The album’s 11 compositions combine to tell a mystical tale set around Dante’s Divine Comedy but interwoven with the mundane reality of daily life in the 21st century. The story takes place in Hell, and in this interpretation Solblomma takes Dante’s place as she undertakes a journey through the three kingdoms that are thought to await man after death – Inferno (Hell), Purgatorio (Purgatory) and Paradiso (Paradise) – with the Roman poet Virgil (he of the Aeneid) in tow, through two halls and the nine circles of Hell.
Together they encounter the underworld’s immortal ferryman Charon, cross the River Acheron, and voyage down through the funnel of Hell. They tiptoe into Limbo, meet Kerberos, the multi-headed Hound of Hades, fight with lions, hide in the Charles Wain (Big Dipper) and then…check into a hotel.
The absurdity of these situations is on a par with those of Beckett and Camus.
Musically, this is undoubtedly Solblomma’s most satisfactory album to date.
Great imagination has been deployed in the use of synthesisers. I thought I’d heard most of what they are capable of at one time or another but there are sounds here I hadn’t previously encountered and ditto drum machines, producing here a heavier sound than you normally hear and some pieces that could have been penned by Vangelis or Jean-Michel Jarre.

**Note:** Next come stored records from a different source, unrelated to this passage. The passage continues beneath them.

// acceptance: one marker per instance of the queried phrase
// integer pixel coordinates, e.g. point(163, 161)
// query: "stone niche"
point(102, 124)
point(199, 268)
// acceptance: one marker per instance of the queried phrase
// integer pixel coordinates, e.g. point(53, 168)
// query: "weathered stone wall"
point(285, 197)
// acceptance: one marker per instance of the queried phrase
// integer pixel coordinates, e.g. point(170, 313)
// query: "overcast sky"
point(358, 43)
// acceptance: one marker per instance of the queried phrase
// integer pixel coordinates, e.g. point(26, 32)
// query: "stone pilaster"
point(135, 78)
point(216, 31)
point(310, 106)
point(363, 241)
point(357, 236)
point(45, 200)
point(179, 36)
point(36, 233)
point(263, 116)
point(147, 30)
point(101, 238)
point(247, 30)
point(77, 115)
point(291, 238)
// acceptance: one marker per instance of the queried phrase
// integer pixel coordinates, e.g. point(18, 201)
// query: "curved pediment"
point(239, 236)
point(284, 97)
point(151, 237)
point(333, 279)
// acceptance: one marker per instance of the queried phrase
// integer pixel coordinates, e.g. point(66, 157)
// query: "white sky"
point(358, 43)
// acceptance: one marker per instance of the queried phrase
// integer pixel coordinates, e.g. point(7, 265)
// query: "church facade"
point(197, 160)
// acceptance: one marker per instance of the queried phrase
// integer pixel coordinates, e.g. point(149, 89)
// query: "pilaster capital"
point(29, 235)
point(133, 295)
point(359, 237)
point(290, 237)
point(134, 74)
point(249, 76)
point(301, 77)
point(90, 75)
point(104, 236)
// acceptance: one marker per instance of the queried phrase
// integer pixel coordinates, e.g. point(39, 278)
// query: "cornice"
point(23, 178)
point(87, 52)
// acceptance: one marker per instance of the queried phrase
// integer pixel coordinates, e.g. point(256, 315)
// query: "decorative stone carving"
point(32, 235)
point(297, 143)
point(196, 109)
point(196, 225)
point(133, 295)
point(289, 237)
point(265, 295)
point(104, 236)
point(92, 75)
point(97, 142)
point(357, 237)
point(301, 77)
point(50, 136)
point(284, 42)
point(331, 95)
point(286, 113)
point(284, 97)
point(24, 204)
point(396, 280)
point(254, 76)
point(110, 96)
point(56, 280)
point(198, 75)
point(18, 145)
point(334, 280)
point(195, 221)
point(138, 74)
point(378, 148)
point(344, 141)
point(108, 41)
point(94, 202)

There is a constant momentum to the album which rarely fluctuates, thus underlining the concept of a journey and the tracks range between soft vocal ones to a lively, poppy, orchestral synths and booming percussion dance track, to laid back groove, to mysterious pieces with complex rhythms, to this fascinating one, ‘Charles’ Wain (Circle VI)’, a softer piano piece to open, set to trap beats, which is more poppy, with a big melody and with Polly Scattergood-like lyrics to finish it off and complete with her ‘delivery’.